Sunday 10 February 2013

Belated birthday wishes to Pride and Prejudice



January 28th, 1813. The day the world changed. Not because of a major political event, no outbreak of war, no massacre or bombing. In fact, the change wasn’t even noticeable then. But it happened. Because that was the day Jane Austen’s Pride and Prejudice was published.

Critics will argue that the novel is nothing but a series of fluffy portraits of posh women and poor women and in-between women – all interested only in finding husbands. That despite living in the hardest of times, despite having brothers in the army and navy and a brother-in-law guillotined in the French Revolution, Austen remained oblivious to the plight of the world around her, and her mind and writing remained confined to household and marriage. A criticism as silly and limited as saying Tolkien lived in a make-believe world and did not address real problems.

Because those who want to look beyond the obvious will see that beneath its resolutely fluffy, frothy surface, Pride and Prejudice is equally resolutely real. That it is as much about, and rooted in, the grim reality of Austen’s time – the military regiments and their movement, the economic disparity, land laws, social and legal gender discrimination, social mobility and the lengths to which women had to go to secure their and their children’s future – as it is about relationships – friendship, family, the importance of a companionate, loving marriage founded on shared values and equality.
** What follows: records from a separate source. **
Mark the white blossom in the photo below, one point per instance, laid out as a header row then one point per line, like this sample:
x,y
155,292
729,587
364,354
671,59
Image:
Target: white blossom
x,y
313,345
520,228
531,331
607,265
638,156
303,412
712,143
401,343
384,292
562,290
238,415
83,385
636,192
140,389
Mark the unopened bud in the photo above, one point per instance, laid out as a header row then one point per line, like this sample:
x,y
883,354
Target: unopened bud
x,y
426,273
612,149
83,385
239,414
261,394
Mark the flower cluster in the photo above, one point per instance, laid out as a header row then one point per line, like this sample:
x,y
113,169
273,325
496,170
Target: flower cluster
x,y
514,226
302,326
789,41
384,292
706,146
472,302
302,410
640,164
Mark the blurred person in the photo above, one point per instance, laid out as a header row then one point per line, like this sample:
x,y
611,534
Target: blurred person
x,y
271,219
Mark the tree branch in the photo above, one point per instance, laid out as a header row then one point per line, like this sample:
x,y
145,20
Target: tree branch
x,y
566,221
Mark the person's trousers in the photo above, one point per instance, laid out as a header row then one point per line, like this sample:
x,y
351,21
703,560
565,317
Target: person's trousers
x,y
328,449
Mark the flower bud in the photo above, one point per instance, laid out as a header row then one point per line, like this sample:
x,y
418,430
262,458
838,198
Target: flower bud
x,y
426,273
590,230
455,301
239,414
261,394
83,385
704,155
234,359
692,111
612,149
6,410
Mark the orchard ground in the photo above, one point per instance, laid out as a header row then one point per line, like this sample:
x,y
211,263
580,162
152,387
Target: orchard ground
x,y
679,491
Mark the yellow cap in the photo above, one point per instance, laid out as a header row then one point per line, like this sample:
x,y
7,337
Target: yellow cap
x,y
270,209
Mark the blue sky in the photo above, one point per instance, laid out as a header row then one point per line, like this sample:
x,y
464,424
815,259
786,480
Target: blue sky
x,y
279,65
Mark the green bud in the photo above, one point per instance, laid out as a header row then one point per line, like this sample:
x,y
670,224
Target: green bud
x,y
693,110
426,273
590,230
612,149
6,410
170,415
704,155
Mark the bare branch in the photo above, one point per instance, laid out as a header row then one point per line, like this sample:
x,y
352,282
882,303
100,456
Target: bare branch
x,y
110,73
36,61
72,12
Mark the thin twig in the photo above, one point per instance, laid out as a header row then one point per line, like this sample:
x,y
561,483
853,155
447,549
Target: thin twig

That it is a sharply observed study of human nature and failings, and one in which men and women are treated with an equal hand.

Even within her limited scope as a woman in what was essentially a male bastion, Austen manages, in Pride and Prejudice, to defy stereotypes and present men and women that aren’t the norm. Elizabeth Bennett is not the most attractive or the most domestic of her five sisters – two qualities that men would have looked for in a wife. She is, however, intelligent, self-respecting, with a mind of her own and the courage to speak it. She is also well-read, a point that Austen makes more than once. And even though her sister Jane is described as beautiful, Austen makes it clear that her beauty is incidental, and is less important than the fact that she radiates goodness and warmth. The other sisters are described as not particularly worthy either because of their behaviour or their limited intelligence – never because they aren’t attractive or “accomplished” in the way that women were expected to be.

Darcy has all the trappings of a catch – yet he isn’t immediately portrayed as one. Far from allowing him to remain a surly, uncommunicative hero, Austen ensures that he sees the need to change, to realize his mistakes and have the humility to apologize for them. If I were to receive a marriage proposal like Darcy’s first one to Elizabeth, I would not think twice about saying no. Except that this is two centuries ago, so when she rejects him, it is a much bigger deal. Especially since she has already rejected the odious Mr. Collins. Both rejections are vital, since they send out the message that women do have a choice, that marriage should never be seen as a way out of other problems no matter how limited one’s options. The rejection is also necessary since it shows Elizabeth’s own great flaw, her inability to see Darcy outside of her own prejudices. She, too, needs to realize that first impressions are not always the last. Not just women, even men deserve better.

Feminist, satire, chick lit, progressive, regressive, populist, niche. Pride and Prejudice refuses to be pinned down and stuffed into any one box. Which is why, 200 years after it was published, it still evokes the most heated debates on topics ranging from gender literature to irony and narrative form. It still gets pride of place on every bookshelf, is arguably the most popular choice for book club discussions, routinely tops best-book-ever-written polls. And continues to spawn innumerable fan fiction revisions and sequels, TV movies and shows, Hollywood movies, Bollywood movies. From vampire romance to crime thriller, no genre has been unaffected by it.

So as it turns 200, this is my humble, adoring tribute to a novel that has become the inimitable gold standard for wit, for love and equality, for everything that matters. To a novel that is, itself, a truth universally acknowledged.